The National Highway Traffic Safety Administration, which has been investigating the Firestone accidents since May 2, said it now has processed a total of 575 complaints, involving 54 deaths, that name various Firestone brand tires including the ATX, ATX II and Wilderness AT models being recalled.
A spokesman for State Farm Mutual Automobile Insurance said the insurer noticed as early as 1997 that Firestone tires were involved in an unusually high number of accidents and started complaining about the problem to the tire maker.
Bridgestone/Firestone declined to comment Tuesday on State Farm's allegations. But representatives of Ford Motor Co. -- whose SUVs and other light trucks used most of the estimated 6.5 million tires being recalled -- had said Sunday that they believed Firestone was aware as early as 1997 of a growing number of incidents involving tire tread separation.
State Farm spokesman Bill Sirola said that the insurer took its concerns to the government last year with a report to NHTSA but that the agency never responded.
That comment drew a blank at NHTSA, which has been criticized for not spotting the tire problem sooner.

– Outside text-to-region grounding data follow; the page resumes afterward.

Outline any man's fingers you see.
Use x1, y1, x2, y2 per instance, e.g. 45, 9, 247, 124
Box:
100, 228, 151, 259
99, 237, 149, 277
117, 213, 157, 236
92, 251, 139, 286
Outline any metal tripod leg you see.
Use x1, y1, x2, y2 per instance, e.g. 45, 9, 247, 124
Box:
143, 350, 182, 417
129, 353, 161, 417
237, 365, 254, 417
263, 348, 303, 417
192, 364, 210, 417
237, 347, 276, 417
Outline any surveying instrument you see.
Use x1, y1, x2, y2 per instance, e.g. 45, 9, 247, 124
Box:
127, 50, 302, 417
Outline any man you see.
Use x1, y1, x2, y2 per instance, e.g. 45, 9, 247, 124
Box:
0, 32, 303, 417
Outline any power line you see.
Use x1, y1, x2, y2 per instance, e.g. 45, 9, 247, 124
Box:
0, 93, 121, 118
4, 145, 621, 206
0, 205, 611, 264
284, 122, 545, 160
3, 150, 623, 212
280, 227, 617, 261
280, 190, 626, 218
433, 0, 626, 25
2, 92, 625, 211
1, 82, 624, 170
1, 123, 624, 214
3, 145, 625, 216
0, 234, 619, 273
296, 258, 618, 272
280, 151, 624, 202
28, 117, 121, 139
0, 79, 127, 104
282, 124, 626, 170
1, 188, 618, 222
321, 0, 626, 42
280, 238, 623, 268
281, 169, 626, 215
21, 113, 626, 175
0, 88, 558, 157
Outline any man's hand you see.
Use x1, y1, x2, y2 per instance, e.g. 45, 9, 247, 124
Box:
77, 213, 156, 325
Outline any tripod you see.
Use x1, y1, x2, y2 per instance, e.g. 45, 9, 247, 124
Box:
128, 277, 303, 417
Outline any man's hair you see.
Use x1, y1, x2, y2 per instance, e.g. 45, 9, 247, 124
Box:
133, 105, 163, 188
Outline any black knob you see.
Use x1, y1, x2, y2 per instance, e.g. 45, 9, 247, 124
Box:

"That's news to me," said Ken Weinstein, the agency's associate administrator for safety assurance
The disclosure by Bloomington, Ill.-based State Farm, which insures about 20 percent of the drivers in the United States, could provide more ammunition to consumer groups and personal-injury attorneys, who complain that Firestone, Ford and government investigators moved too slowly in dealing with the problem tires.
"This is yet another source of information that should have alerted Firestone," said Washington attorney Gary Mason, who is trying to organize a class-action suit on behalf of Ford Explorer owners.
Most of the tires subject to the recall were installed as original-equipment tires on 1991 and later Ford Explorers as well as on various models of Ford F-150 pickups, Mercury Mountaineers, Mazda Navajo SUVs and Ford Ranger and Mazda B-Series mini-pickups.